Florida state Sen. Kevin Rader

Equality Florida announced today (Tuesday, Feb. 6) that the state’s Senate Criminal Justice Committee passed has passed a bill providing “essential updates to Florida’s hate crime statutes.”

As written, Sen. Kevin Rader’s “extends critical protections to both the disability and transgender communities and addresses ‘mixed motive’ loopholes to [deal with] crimes that escalate to hate motivated attacks,” according to an Equality Florida press release.

Equality Florida Government Affairs Manager Jon Harris Maurer noted, “Adding disability and gender-related hate crimes to Florida’s law is long overdue. The transgender community, especially transgender women of color, are disproportionately the targets of victims of hate-motivated violence,” adding that his organization “applauds” Criminal Justice Committee Chair Randolph Bracy and the majority on the committee for the vote.

According to the most recent report from the Florida Attorney General, there were 124 hate crimes in reported in Florida in 2016, a 21.6 percent increase from 2015. But because of gaps in the state’s hate crimes law, that number doesn’t include hate crimes committed because of certain physical disabilities, gender or gender identity, or “mixed motive” hate crimes.

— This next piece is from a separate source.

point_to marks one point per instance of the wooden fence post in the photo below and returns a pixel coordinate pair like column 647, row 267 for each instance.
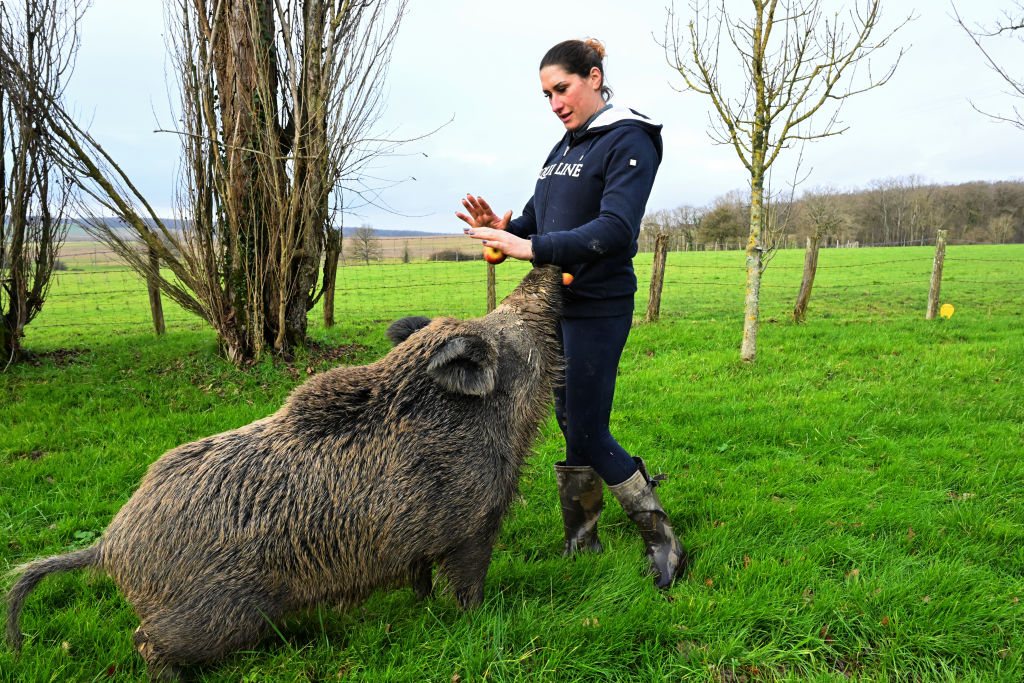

Florida’s current hate crimes law Current state law applies only to hate-motivated crimes against people living with disabilities if they are “incapacitated” by the disability.

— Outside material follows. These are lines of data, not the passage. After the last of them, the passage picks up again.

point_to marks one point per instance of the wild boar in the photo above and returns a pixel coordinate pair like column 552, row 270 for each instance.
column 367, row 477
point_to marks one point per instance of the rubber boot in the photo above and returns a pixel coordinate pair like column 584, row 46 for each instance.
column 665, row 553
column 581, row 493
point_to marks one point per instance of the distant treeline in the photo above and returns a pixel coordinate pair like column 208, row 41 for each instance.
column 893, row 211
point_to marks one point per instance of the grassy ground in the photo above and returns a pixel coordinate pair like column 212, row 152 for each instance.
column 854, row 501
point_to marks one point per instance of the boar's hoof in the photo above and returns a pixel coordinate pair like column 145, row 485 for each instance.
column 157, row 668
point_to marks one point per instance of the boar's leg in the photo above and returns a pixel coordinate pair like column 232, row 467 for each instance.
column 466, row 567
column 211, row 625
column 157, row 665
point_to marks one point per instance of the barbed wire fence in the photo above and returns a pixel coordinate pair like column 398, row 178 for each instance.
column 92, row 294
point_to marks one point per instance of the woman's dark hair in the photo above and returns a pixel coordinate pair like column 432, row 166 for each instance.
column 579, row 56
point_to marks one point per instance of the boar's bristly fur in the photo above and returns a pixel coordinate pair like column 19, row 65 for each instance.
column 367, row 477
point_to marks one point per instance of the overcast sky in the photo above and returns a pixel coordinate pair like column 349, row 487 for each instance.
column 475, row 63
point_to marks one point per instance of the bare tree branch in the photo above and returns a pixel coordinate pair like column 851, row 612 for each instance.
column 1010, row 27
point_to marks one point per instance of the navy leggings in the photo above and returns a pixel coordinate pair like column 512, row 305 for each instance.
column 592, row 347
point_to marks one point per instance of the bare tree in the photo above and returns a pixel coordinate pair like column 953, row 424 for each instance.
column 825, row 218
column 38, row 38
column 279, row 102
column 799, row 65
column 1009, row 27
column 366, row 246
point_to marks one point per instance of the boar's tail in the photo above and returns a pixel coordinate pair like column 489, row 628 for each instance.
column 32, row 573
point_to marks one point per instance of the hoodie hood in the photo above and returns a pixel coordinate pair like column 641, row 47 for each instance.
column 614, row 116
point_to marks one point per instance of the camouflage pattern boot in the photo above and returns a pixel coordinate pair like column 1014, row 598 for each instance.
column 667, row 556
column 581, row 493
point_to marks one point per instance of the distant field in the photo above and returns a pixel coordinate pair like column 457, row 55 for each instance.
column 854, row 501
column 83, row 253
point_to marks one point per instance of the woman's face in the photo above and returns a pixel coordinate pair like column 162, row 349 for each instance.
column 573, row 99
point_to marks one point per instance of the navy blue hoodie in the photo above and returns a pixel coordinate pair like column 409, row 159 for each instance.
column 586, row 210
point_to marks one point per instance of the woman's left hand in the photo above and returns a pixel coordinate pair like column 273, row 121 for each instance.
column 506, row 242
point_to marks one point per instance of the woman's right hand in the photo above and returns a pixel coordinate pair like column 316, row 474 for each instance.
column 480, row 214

“While blind and deaf Floridians, for example, are protected by the Florida Civil Rights Act from discrimination in housing and employment, they are not afforded the same protections under state law if they are targeted for crimes or violence,” the Equality Florida press release explains. “SB 588 updates definitions of ‘disability’ to align with definitions in the Florida Civil Rights Act and to include all people living with disabilities. Furthermore, the law’s omission of gender and gender identity does not conform to the federal hate crime law. SB 588 closes these critical loopholes in Florida’s hate crime law and extends protection to some of the communities most at-risk for hate violence.”